Запах детства или Ларкино счастье

          В который раз переделываю сценарий новогоднего праздника. Сколько их написано! Наверное, не один десяток. Но, я не люблю брать старые разработки, и, теряя уйму времени, пишу заново. Так каждый год. Со сценарием  еще можно  подождать, а вот другие дела уже не терпят отлагательства. Пора действовать  по степени срочности: прежде всего, надо найти и украсить вестибюль гирляндами, отыскать ящик с ёлочными игрушками, оценить состояние костюмов  Деда Мороза и Снегурочки, подобрать игровой материал для эстафет и конкурсов, поэтому отправляюсь в школьную кладовую, хранительницу всякой всячины, так необходимой для проведения школьных мероприятий.  Осматриваюсь в полумраке,  вдыхаю запах пыли и сырости.
           На стеллажах в одной из коробок лежат теннисные мячи: белые, новенькие и радуют глаз. Беру осторожно,  словно снежки. Они, как и обручи, канат, мешки – всё годится. А что там,  в углу зеленеет? Подростковые лыжи, рядом – совсем маленькие, пластмассовые красного цвета. Одна из них сломана. Не годятся. А вот зелёные я возьму.
….Помню, у меня были такие, только на концах, близко к изгибу, белой краской была нарисована  снежинка. Где лыжные палки? Не видно…Держу  перед собой лыжи, и мелькают в душе воспоминания. Незначительные, простые, но милые. Раньше они казались пустяками. А сейчас память радуется  светло и с улыбкой, надёжно хранит запах детства, счастливые моменты и горькие. И особенно бережно всё, что связано  с бабушкой, с  Волгой и хорошей подругой.

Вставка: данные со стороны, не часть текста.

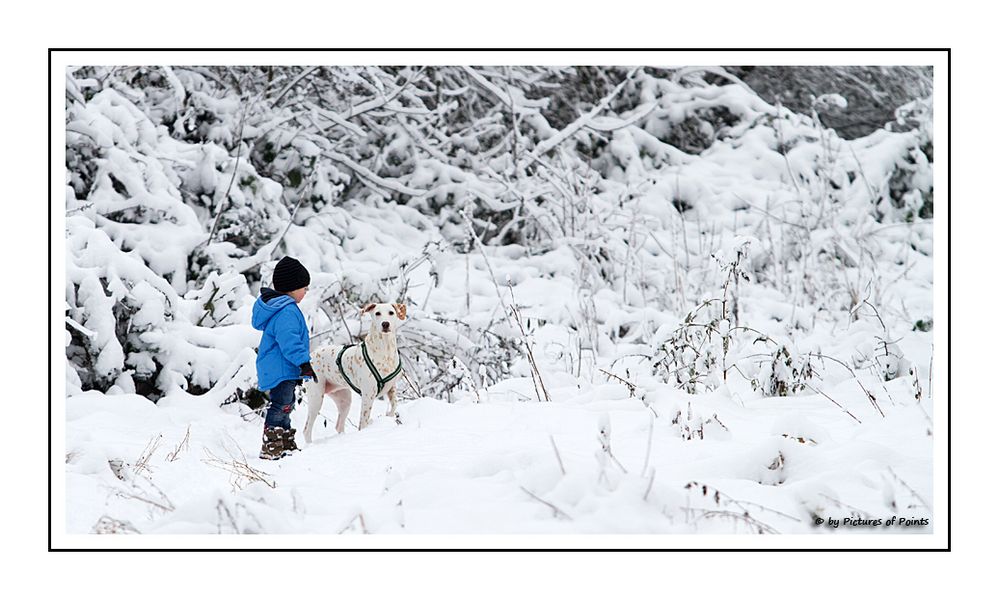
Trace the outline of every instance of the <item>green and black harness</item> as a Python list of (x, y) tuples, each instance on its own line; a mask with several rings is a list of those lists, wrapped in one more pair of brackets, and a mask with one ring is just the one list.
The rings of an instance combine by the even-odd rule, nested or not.
[(381, 394), (382, 389), (385, 387), (385, 384), (392, 381), (392, 379), (394, 379), (395, 376), (398, 375), (400, 371), (402, 371), (402, 353), (399, 353), (399, 351), (396, 350), (396, 352), (399, 353), (399, 364), (396, 366), (394, 371), (389, 373), (388, 377), (382, 377), (381, 374), (378, 373), (378, 369), (375, 367), (375, 363), (371, 362), (371, 357), (368, 356), (368, 347), (364, 344), (364, 342), (361, 342), (360, 344), (349, 344), (340, 349), (340, 352), (336, 355), (336, 368), (340, 369), (340, 375), (343, 376), (343, 380), (347, 382), (347, 385), (350, 386), (350, 389), (354, 390), (358, 394), (361, 394), (362, 396), (364, 394), (361, 392), (361, 388), (354, 385), (354, 382), (352, 382), (350, 378), (347, 377), (347, 372), (343, 370), (343, 353), (346, 352), (347, 348), (353, 348), (354, 346), (358, 345), (361, 346), (361, 355), (364, 356), (364, 362), (368, 365), (368, 370), (371, 371), (371, 374), (374, 376), (375, 381), (378, 382), (378, 391), (375, 392), (375, 394), (376, 395)]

      С Алькой Денисовой я подружилась ещё летом, как только переехала жить к бабушке.  Хоть и была она старше меня на два года, и училась уже в третьем классе, да и ростом на целую голову выше, намного сильней, чем я. Характер у неё добрый, терпеливый и покладистый. Уютно нам  было вместе, мы никогда не ссорились и гуляли допоздна.
     Шёл 1966 год. Первый снег в посёлке выпал  7 ноября. В Москве он тоже шёл, я видела по телевизору с космическим  названием «Старт 3», который стоял у бабушки в углу на тумбочке, покрытой тонкой кружевной салфеткой. В этот день всегда показывали  военный парад и демонстрацию трудящихся, и я хорошо запомнила, как большие крупные хлопья падали на брусчатку Красной площади, на огромные ракеты и машины, на мавзолей, на шапки-домики членов политбюро, на маршальские папахи и погоны. Снег падал и не таял, не растаял он и на следующий день, и позже, потому, что установилась морозная погода. Вода в Волге сначала подёрнулась тонким льдом, затем лёд упрочился, слой его увеличился. В начале декабря  по волжскому льду проложили дорогу до села Самять и дальше до Костромы.

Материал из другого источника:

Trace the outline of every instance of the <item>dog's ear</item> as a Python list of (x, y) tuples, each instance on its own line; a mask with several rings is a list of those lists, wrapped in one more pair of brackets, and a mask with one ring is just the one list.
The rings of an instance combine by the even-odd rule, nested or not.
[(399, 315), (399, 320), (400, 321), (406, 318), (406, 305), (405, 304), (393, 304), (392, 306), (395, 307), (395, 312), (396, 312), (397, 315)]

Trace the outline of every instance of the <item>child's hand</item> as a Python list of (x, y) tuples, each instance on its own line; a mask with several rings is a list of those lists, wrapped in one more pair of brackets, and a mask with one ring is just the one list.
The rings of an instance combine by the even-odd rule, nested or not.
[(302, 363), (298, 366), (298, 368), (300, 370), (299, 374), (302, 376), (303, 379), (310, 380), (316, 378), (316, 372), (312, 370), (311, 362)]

      Первыми по ней прошли люди, затем  дед Матвей проехал на санях, запряжённых  Вороном. И, наконец, по заснеженной ледовой трассе небольшими колоннами, по три-четыре, поехала машины, гружённые бочками с патокой.
       Во второй половине декабря  снегопады зачастили, но  работы по расчистке велись регулярно и сугробы высились по краям дорог почти в мой рост. Для детворы настала пора зимнего раздолья. Накатавшись на санках вместе со всеми, мы с Алькой решили,  что пора перейти к лыжам. Нам будет лучше, если мы будем кататься вдвоём. Чаще скатимся,  да и лыжня будет не такой скользкой.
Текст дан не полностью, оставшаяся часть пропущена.